「ベーシック・インカム」が、どのような未来をもたらすかを考えてみたいのですが、その前に、そもそも、なぜ機械に人間の仕事が奪われることになるのかを書きたいと思います。
前回、フリーランスの増加とともに、仕事のほとんどが自動化されて、人間の仕事が奪われる話を中心に書きました。
ロボットやAIの進化とともに、それらが人間の仕事を奪うという予想は、ケンブリッジ大学の教授がまず発表し、それに追随するかたちで、経済研究所などが、その予想を補足しました。
産業革命以来、人間の代わりに機械が仕事をするようになったわけですが、それが今後、急速に加速するであろうという予想です。
この予想に対し、なぜか明確な理由の説明がなされていない気がします。
そこを、自動化の一端を担う私が、ちょっと簡単に説明したいと思います。
仕事の自動化の理由①
「人はミスをする」
仕事の自動化には様々な理由が有りますが、何と言っても、この理由が一番です。
人が作業に介在する限り、必ずミスが起こり、その結果、不良品を出したり、人がケガをします。
その作業が事務処理で有ったり、サービスで有ったり、営業で有っても同様で、なんらかの損害を被ります。
また、車の自動運転が一般化すれば、大幅に交通事故が減るでしょう。
不良品が減る。ケガが減る。損害が減る。
これが単純に利益や人々の幸福につながるということです。
機械も時折バグを発生しますが、バグは大方、一度取り去れば、二度と繰り返すことは有りません。
仕事の自動化の理由②
「モノを安く作れる」
一度設備を導入してしまえば、後は最低限のメンテナンスだけで、材料を投入するだけでモノが作れてしまいます。
これは製造業に限らず、一次産業の農林水産業、三次産業の飲食などのサービス業も同様です。

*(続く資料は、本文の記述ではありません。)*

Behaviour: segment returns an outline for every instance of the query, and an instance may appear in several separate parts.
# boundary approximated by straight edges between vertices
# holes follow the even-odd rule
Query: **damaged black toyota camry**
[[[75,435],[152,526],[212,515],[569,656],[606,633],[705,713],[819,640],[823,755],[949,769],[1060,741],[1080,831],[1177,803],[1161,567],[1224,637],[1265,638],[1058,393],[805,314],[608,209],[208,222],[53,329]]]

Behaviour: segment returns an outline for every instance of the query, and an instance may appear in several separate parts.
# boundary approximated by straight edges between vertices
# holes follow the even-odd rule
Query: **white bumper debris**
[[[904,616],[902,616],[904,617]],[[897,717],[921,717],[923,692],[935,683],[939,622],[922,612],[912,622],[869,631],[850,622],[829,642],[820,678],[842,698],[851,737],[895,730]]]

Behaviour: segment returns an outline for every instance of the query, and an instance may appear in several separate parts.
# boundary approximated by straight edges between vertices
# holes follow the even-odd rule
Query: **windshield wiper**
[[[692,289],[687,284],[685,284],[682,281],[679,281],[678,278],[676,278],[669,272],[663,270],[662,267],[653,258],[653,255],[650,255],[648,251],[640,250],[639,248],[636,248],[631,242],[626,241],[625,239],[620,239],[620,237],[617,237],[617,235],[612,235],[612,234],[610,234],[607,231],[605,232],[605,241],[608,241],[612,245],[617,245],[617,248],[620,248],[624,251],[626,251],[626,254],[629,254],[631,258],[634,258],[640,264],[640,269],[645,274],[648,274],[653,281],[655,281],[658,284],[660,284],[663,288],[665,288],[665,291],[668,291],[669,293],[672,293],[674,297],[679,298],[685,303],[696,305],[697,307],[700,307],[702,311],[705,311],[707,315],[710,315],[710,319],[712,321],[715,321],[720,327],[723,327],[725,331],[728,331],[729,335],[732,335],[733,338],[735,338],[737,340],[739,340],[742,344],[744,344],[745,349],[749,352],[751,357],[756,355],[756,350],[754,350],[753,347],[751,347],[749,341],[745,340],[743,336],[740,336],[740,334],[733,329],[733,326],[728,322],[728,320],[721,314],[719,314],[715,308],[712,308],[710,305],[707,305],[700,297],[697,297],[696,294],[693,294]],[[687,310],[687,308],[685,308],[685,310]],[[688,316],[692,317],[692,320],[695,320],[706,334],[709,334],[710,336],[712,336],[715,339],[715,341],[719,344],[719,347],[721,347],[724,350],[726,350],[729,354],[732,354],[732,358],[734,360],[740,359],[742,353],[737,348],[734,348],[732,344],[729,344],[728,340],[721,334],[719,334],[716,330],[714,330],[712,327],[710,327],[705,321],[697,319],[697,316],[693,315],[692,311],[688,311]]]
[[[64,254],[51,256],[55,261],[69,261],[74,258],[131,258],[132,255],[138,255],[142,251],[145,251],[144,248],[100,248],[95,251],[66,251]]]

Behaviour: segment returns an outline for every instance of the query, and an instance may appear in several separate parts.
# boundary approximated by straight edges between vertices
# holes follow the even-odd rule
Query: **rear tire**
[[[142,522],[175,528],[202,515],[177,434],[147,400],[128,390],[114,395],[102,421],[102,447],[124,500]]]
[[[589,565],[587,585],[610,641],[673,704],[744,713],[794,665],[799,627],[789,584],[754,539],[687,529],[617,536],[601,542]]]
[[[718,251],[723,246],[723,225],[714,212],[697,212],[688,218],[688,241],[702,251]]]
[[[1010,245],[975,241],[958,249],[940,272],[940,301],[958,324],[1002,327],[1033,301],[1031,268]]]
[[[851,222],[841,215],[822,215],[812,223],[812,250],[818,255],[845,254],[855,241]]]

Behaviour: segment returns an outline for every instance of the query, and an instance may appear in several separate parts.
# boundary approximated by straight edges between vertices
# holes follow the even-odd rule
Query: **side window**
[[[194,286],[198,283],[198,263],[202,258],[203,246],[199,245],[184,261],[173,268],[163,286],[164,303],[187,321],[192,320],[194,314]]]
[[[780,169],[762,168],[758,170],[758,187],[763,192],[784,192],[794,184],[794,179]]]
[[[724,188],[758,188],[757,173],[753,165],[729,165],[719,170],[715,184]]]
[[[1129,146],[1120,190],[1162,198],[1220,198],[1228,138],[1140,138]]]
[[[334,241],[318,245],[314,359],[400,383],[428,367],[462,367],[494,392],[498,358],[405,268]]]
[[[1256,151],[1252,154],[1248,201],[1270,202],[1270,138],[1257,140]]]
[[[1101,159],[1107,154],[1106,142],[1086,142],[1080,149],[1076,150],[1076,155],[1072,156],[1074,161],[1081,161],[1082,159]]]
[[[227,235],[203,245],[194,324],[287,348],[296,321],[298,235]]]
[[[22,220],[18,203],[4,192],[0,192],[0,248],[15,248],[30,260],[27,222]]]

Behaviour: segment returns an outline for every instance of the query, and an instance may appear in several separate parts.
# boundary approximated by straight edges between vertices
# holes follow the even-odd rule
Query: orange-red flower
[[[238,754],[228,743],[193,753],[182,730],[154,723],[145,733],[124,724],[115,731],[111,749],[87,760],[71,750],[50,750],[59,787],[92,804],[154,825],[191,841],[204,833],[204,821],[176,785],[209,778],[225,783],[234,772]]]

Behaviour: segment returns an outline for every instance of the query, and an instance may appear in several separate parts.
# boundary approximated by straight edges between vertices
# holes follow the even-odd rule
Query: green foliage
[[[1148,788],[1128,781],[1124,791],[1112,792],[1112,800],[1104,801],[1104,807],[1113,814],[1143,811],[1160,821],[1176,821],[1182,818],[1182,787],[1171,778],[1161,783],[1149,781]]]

特に日本の農業は、TPPへの加入によって、大打撃を受けることが予想されます。
しかし、地産の作物の需要は必ず有るでしょうし、経費を削減出来れば、輸送費が掛からない分だけ、海外産より安く出来るはずです。
農作物や畜産、養殖などでも、自動化を進める必要が有ります。
また、多くの中間層、「中流」と呼ばれた人たちの収入が下がります。
外食産業も、大幅なデフレを強いられることでしょう。
サービスや調理などに、ロボットやAIを導入する必要に迫られます。
すでにスーパーのレジなどで、セルフサービスが導入され、ごく初期のAIが活躍し始めています。
取引のうえで現在欠かせない、営業活動も例外では無いでしょう。
実際に人が動く機会は少なくなり、商品選定などで、AIが活躍すると思います。
仕事の自動化の理由③
「格差を無くす」
現在の経済モデルは、綺麗なオフィスに居る投資家や経営者が、工場や建設現場を管理し、そこで一般的な労働者が、体を使って働くというものだと思います。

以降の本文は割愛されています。